Reassessments are normally available for all courses, except those which contribute to the Honours classification. For non-Honours courses, students are offered reassessment in all or any of the components of assessment if the satisfactory (threshold) grade for the overall course is not achieved at the first attempt. This is normally grade D3 for undergraduate students and grade C3 for postgraduate students. Exceptionally it may not be possible to offer reassessment of some coursework items, in which case the mark achieved at the first attempt will be counted towards the final course grade. Any such exceptions for this course are described below.

Reassessment is not possible in the reading, eAssessment and feedback exercises, or tutorial group activities. Solutions to all of these exercises are provided immediately following the activity in order to provide prompt and effective feedback to students.

#### Course Aims

Mathematics 1 aims to transition students to university level mathematics through development of abstract structures and reasoning skills, the interplay between algebra and geometry, the underpinnings of calculus and its vast applications, and ensure students have a strong command of core skills crucial to further study. A strong focus throughout the course will be placed on developing mathematical communication skills.

#### Intended Learning Outcomes of Course

By the end of this course students will be able to:

1 use the language of sets, functions, relations, number systems, and groups to communicate mathematical ideas and arguments.

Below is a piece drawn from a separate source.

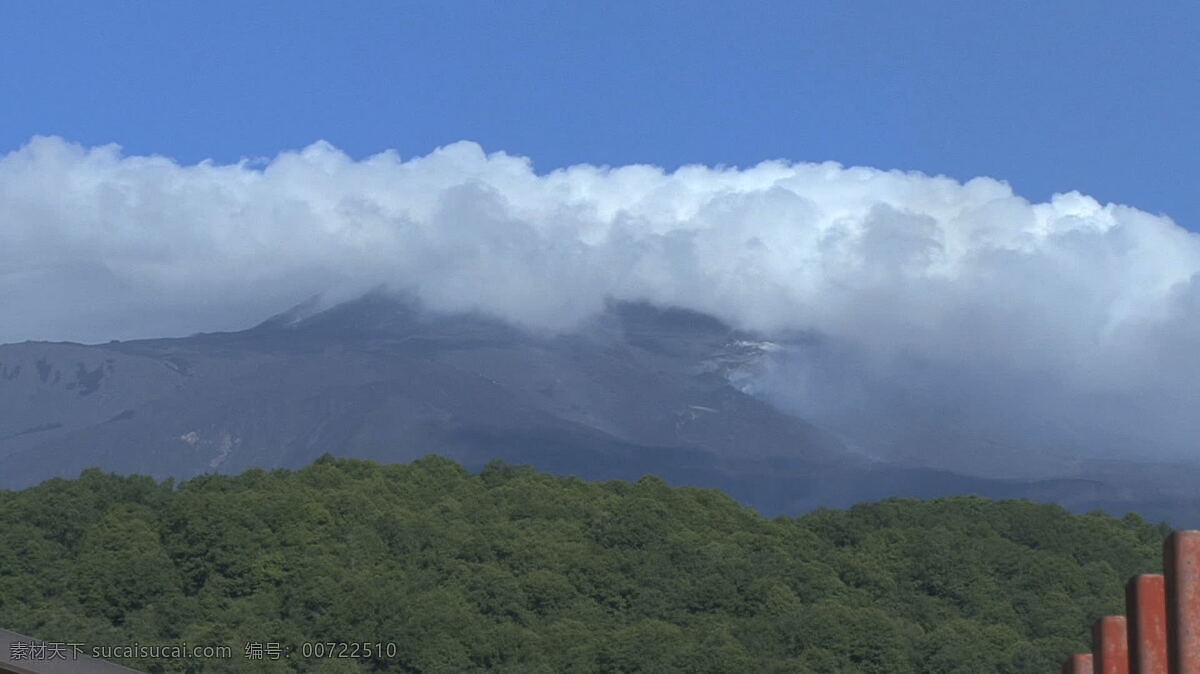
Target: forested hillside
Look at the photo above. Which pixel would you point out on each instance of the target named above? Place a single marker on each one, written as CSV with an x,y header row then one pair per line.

2 analyse the structure of a mathematical proof or statement, identifying hypotheses, conclusions, contrapositives, converses, negations; produce valid mathematical proofs using methods such as direct argument, induction, proof by contradiction, counterexample.

3 use counting arguments and ideas from elementary number theory to solve problems with particular reference to topics including prime factorisation, congruence, cryptography, binomial expansions, permutations and cardinality.

4 solve equations and inequalities in a variety of settings including real and complex numbers, polynomial equations, systems of linear equations, lines and planes in 3 dimensional space, and differential equations using techniques from algebra, geometry and calculus.

5 define and identify groups and subgroups; perform group multiplications particularly in examples coming from permutation groups using cycle notation; compute orders of groups and elements; use Lagrange's theorem.

6 manipulate function limits, and use these to define and compute derivatives and integrals from first principles; relate differentiation and integration via the fundamental theorem of calculus.

7 compute derivatives (for both scalar and vector valued functions) and integrals using standard derivatives of polynomials, exponential, trigonometric, hyperbolic and logarithmic functions; chain, product and quotient rules; implicit differentiation; the fundamental theorem of calculus, substitution; integration by parts and other similar methods.

8 apply techniques from calculus to solve optimisation problems, compute area, arc lengths, tangent directions, volumes.

9 perform matrix and vector operations from both geometric and algebraic viewpoints particularly in the context of 3-dimensional space.

10 model situations using the mathematical tools developed in the course, and relate the mathematical solution back to the original problem.

11 read mathematics independently, extracting essential concepts, definitions, examples, methods and results.

12 present mathematical work in writing, using precise language and notation, providing clear conclusions and reasoning.

13 discuss and solve mathematical problems in small groups.

#### Minimum Requirement for Award of Credits

Students must submit at least 75% by weight of the components (including examinations) of the course's summative assessment.

Students must attend 80% or more of the weekly core skills labs, or pass the core skills component.